Africa: New study on gene may lead to secret to long life
Despite disease and famine, Africans have higher chances of living a longer life, a new study has revealed, reports CISA.
The new study indicates that Africans have genetic diversity more than Europeans or Asians.
Researchers sequenced the complete genomes of five southern Africans over the age of 80-Archbishop Desmond Tutu of South Africa and four Bushmen from Namibia.
"On average, we found as many genetic differences between two Bushmen than between a European and an Asian," said Dr. Vanessa Hayes of the University of New South Wales in Australia, who worked on the study reported in Thursday's issue of the journal Nature.
"This research now provides us with the tools to read the story of human evolution and specifically the story of disease evolution."

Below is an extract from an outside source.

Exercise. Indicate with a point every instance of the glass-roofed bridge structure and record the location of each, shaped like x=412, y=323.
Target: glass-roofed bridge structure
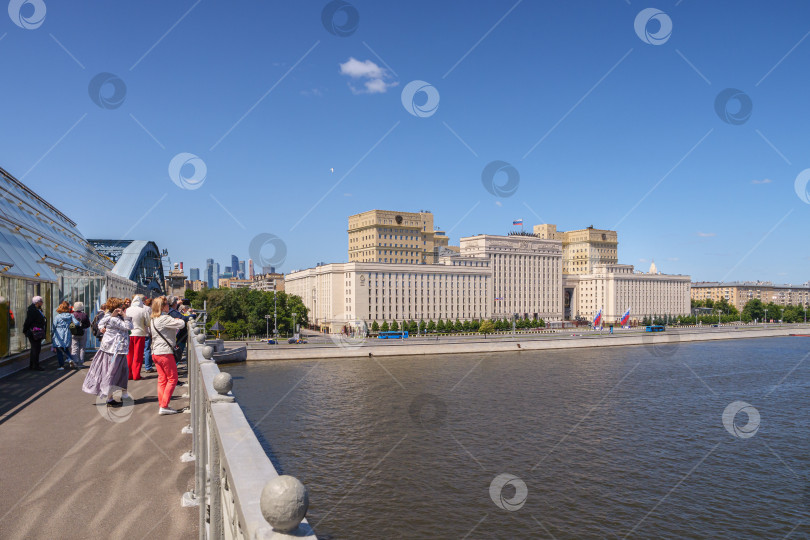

"To know how genes affect health we need to see the full range of human genetic variation, and Southern Africa is the place to look," said Webb Miller of Pennsylvania State University.
The team looked at some of the oldest Africans, both in terms of age and genetic roots. Tutu is an ethnic Bantu, while the four Bushmen all come from hunter-gatherer societies in the Kalahari Desert of Namibia.
"The Bushmen participants have reached their advanced age despite living under harsh conditions due to periodical famine and untreated illness," the researchers wrote.
Africa, the source of all modern humans, has more genetic diversity and this is attributed to different peoples who stayed and evolved there while Europeans, Asians and other groups arose from smaller populations that migrated from the continent.